El presidente del Gobierno está concediendo más entrevistas, y protagonizando más actos públicos en estos últimos meses, que en toda la década que lleva instalado en el palacio de La Moncloa. Felipe González se ha lanzado a predicar contra la corrupción y a favor de una depuración interna en el Partido Socialista y sus aledaños, como inicio de la larga campaña electoral de diez meses que hemos empezado a vivir. En esa labor evangelizadora ha dispuesto que sean sus ministros los mejores y más destacados apóstoles, con el titular de Economía y Hacienda y el vicepresidente a la cabeza.
Tanto Carlos Solchaga como Narcís Serra han incidido en la línea argumental diseñada por el «número uno»: Admiten una cierta corrupción en la periferia del Partido, piden que se delimiten las responsabilidades y se alejen a los «tentadores» de la Administración, y critican a la oposición y a los medios de comunicación que practican, según sus palabras, la «cultura del escándalo». Ven, pues, la paja en el ojo ajeno, y no la viga en el propio. Mientras tanto, en el Gobierno y en el PSOE se sigue practicando la doble moral: se pide a militantes como Aida Alvarez, Juan Carlos Mangana y Florencia Ornia que devuelvan el carné por sus presuntas irregularidades, mientras se protege celosamente a Carlos Navarro a Josep María Sala y a Guillermo Galeote.

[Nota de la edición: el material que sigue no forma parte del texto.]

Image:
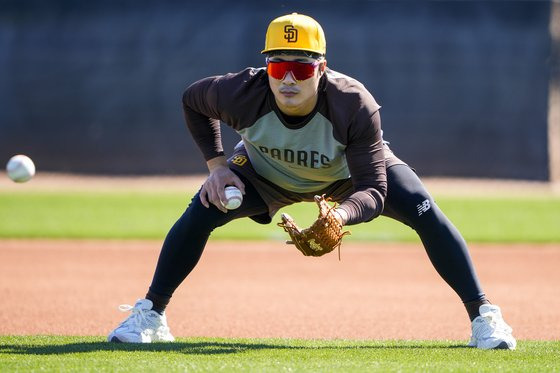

El «caso Filesa», con sus largas y complicadas derivaciones, se sitúa en primera fila del escándalo, postergando a la oscuridad la compleja trama financiera de «Ibercorp», por ejemplo. El universo guerrista explosiona por todas partes como una pequeña supernova, permitiendo la oscuridad al resto de los mundos socialistas, desde el catalanismo de los «narcisos», al liberalismo de la «beautiful». La presión de Felipe González ha puesto una mordaza sobre los labios de Alfonso Guerra, el gran mudo de estos tiempos. El que fuera todopoderoso vicepresidente y vicesecretario general está más arrinconado que nunca, apenas manteniendo el tipo a través de las palabras y actuaciones de Txiqui Benegas, Francisco Fernández Marugán, Eduardo Martín Toval, y el presidente extremeño, Rodríguez Ibarra. Su regreso a los escenarios públicos ha sido cortado de raíz, y su «gira» triunfal por las distintas federaciones socialistas colocada fuera de cartel y sustituida por las conversaciones de los responsables regionales, a cualquier hora y cualquier día en Moncloa, con el «compañero secretario general».
El debate sobre la corrupción personal -aceptado ya por el poder, que intenta reconducirlo en la conciencia colectiva- busca no sólo limitar los efectos del mismo de cara a las próximas elecciones generales, sino encubrir el mucho más importante de la crisis institucional y económica en que han desembocado estos diez años de gobiernos del PSOE. Sólo en un modelo enmarcado en la alabanza del enriquecimiento rápido -como el que se proclamara en 1985 desde el Ejecutivo- se explican las comisiones multimillonarias en los contratos públicos; el florecimiento, esplendor y muerte de decenas de sociedades de intermediación financiera y bursátiles; y la creación de empresas y despachos por parte de ex ministros, ex subsecretarios, ex directores generales y ex presidentes autonómicos cuyo único objeto social es el practicar el más suculento de los «lobbys». El síndrome italiano ha hecho presa en España, con la diferencia de que aquí tenemos algunos jueces inmersos en montañas de documentos y declaraciones, pero a- muy pocos políticos sometidos a la solicitud de procesamientos en el Parlamento.
Si Marino Barbero, Angel Márquez o Miguel Moreiras dieran el paso que ya han dado sus colegas transalpinos -con el milanés Antonio Di Pietro a la cabeza- la crisis política sería de tal magnitud que tendríamos que echar mano de una segunda transición democrática para evitar la parálisis de las instituciones. En los próximos meses, volcados cada vez más en la carrera hacia las urnas, las relaciones entre Política y Justicia van a ser tan intensas y tensas que los ciudadanos-electores vamos a tener que desayunarnos cada día con la misma sensación de incertidumbre ante el futuro con que lo hacen los ciudadanos italianos en estos momentos. Las tensiones centrífugas en la periferia del Estado son también muy parecidas en los dos países mediterráneos. Si allí tienen a las Ligas como principal argumento desintegrador del Estado que diera a luz Garibaldi, aquí tenemos al dúo Jordi Pujol-Xavier Arzalluz como contumaces aprendices de brujos de la futura España, poniendo una vela a Dios y otra al diablo.